SRC’s new R&D centers; space R&D; vaporizing chips.
SRC’s new R&D centers
The Semiconductor Research Corp. has launched a network of research centers within its recently-announced Joint University Microelectronics Program (JUMP).
SRC officially launched the 5-year, $200 million program on Jan. 1. With various research centers, the mission of JUMP is to lay the groundwork that extends the viability of Moore’s Law through 2040. The idea is to create new architectures and systems in a range of fields, such as AI, chip technologies and self-driving cars.
JUMP includes the following sponsors—Defense Advanced Research Projects Agency (DARPA), IBM, Northrop Grumman, Micron Technology, Intel, EMD Performance Materials, Analog Devices, Raytheon, TSMC, Lockheed Martin, ARM and Samsung.

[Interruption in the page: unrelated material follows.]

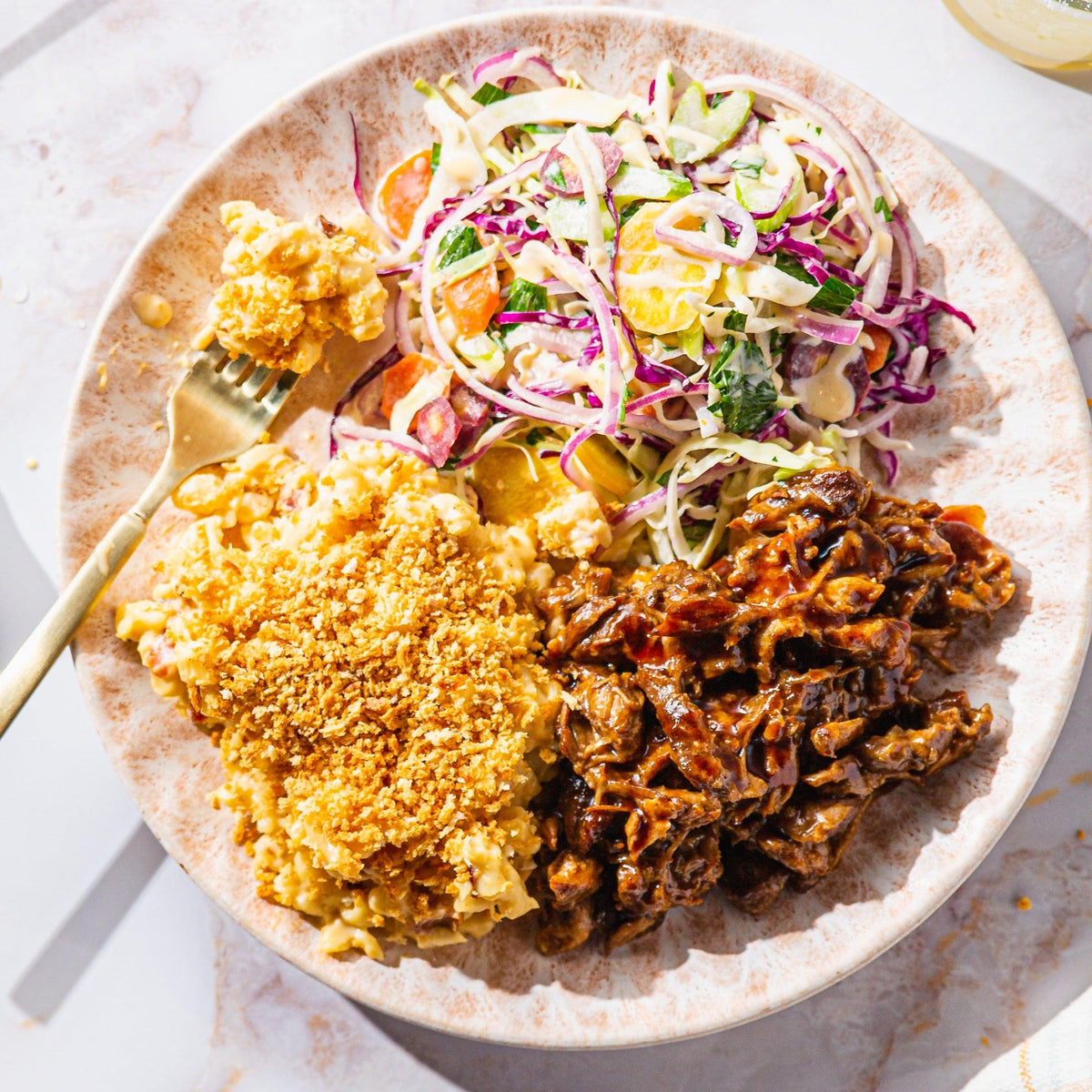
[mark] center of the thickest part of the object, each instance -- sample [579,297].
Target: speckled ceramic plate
[1009,430]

The program also includes the following research centers:
*The University of Notre Dame has announced the Applications and Systems-driven Center for Energy-Efficient integrated Nano Technologies (ASCENT) Center. The new $26 million research center will pursue four areas of technology, including three-dimensional integration of device technologies, spin-based device concepts, heterogeneous integration, and hardware accelerators for data intensive cognitive workloads.
*The University of Michigan has announced the Center for Applications Driving Architectures (ADA). The new $32 million center will develop new ideas in computing frontiers, such as autonomous control, robotics and machine-learning.
*The University of Virginia Engineering’s new Center for Research in Intelligent Storage and Processing in Memory, or CRISP, will look at ways to remove the separation between memories that store data and processors in systems. The center will obtain $27.5 million in funding to overcome the so-called memory wall in systems.
*Researchers will collaborate in the new $27.5 million CONIX Research Center headquartered at Carnegie Mellon. CONIX will create the architecture for network computing that lies between edge devices and the cloud.
*Purdue University will lead a new national center to develop brain-inspired computing for intelligent autonomous systems such as drones and personal robots capable of operating without human intervention. It will lead the Center for Brain-inspired Computing Enabling Autonomous Intelligence, or C-BRIC. It will receive $27 million in funding.
*The University of California at Santa Barbara is the lead institution for a research center that will explore terahertz-range communications and sensing. With $27.5 million in funding, the effort is called the Center for Converged TeraHertz Communications and Sensing.
Space R&D
PARC, a Xerox company, has announced a partnership with Blue Origin to conduct R&D in space.
The partnership will leverage Blue Origin’s reusable suborbital rocket, dubbed New Shepard. Blue Origin is an aerospace manufacturer and spaceflight services company set up by Amazon.com founder Jeff Bezos.
The goal is to conduct R&D experiments on one of Blue Origin’s upcoming suborbital flights. PARC and Blue Origin will develop space R&D technologies in four areas–advanced manufacturing, energy systems, human-machine interaction, and predictive analytics.
Vaporizing chips
Cornell University and Honeywell Aerospace have devised a new way for remotely vaporizing electronics into thin air.
The goal is to develop self-destructing technologies in case they were to get into the wrong hands. The technology could also be integrated into wireless sensor nodes for use in environmental monitoring.
The technology falls into the category of transient electronics. In this area, the key portions of a chip or the entire circuit can be automatically disintegrated or dissolved.
There are a number of existing techniques in the field of transient electronics, but there are some challenges in the arena. Some transient electronics require the presence of moisture. Others need heat.
Cornell has developed a new self-destructing technology using a silicon-dioxide chip, which is attached to a polycarbonate shell. The shell consists of tiny cavities filled with rubidium and sodium biflouride. These are chemicals that can thermally react and decompose a chip.
A thermal reaction can be triggered remotely by using radio waves. The waves open the graphene-on-nitride valves, which keep the chemicals sealed in the cavities. “The stackable architecture lets us make small, vaporizable, LEGO-like blocks to make arbitrarily large vanishing electronics,” said Amit Lal, professor of electrical and computer engineering at Cornell, on the university’s Web site.
“The encapsulated rubidium then oxidizes vigorously, releasing heat to vaporize the polycarbonate shell and decompose the sodium bifluoride. The latter controllably releases hydrofluoric acid to etch away the electronics,” added Ved Gund, a graduate student at Cornell. “Vaporizable sensors can be deployed with the internet of things platform for monitoring crops or collecting data on nutrients and moisture, and then made to vanish once they accomplish these tasks.”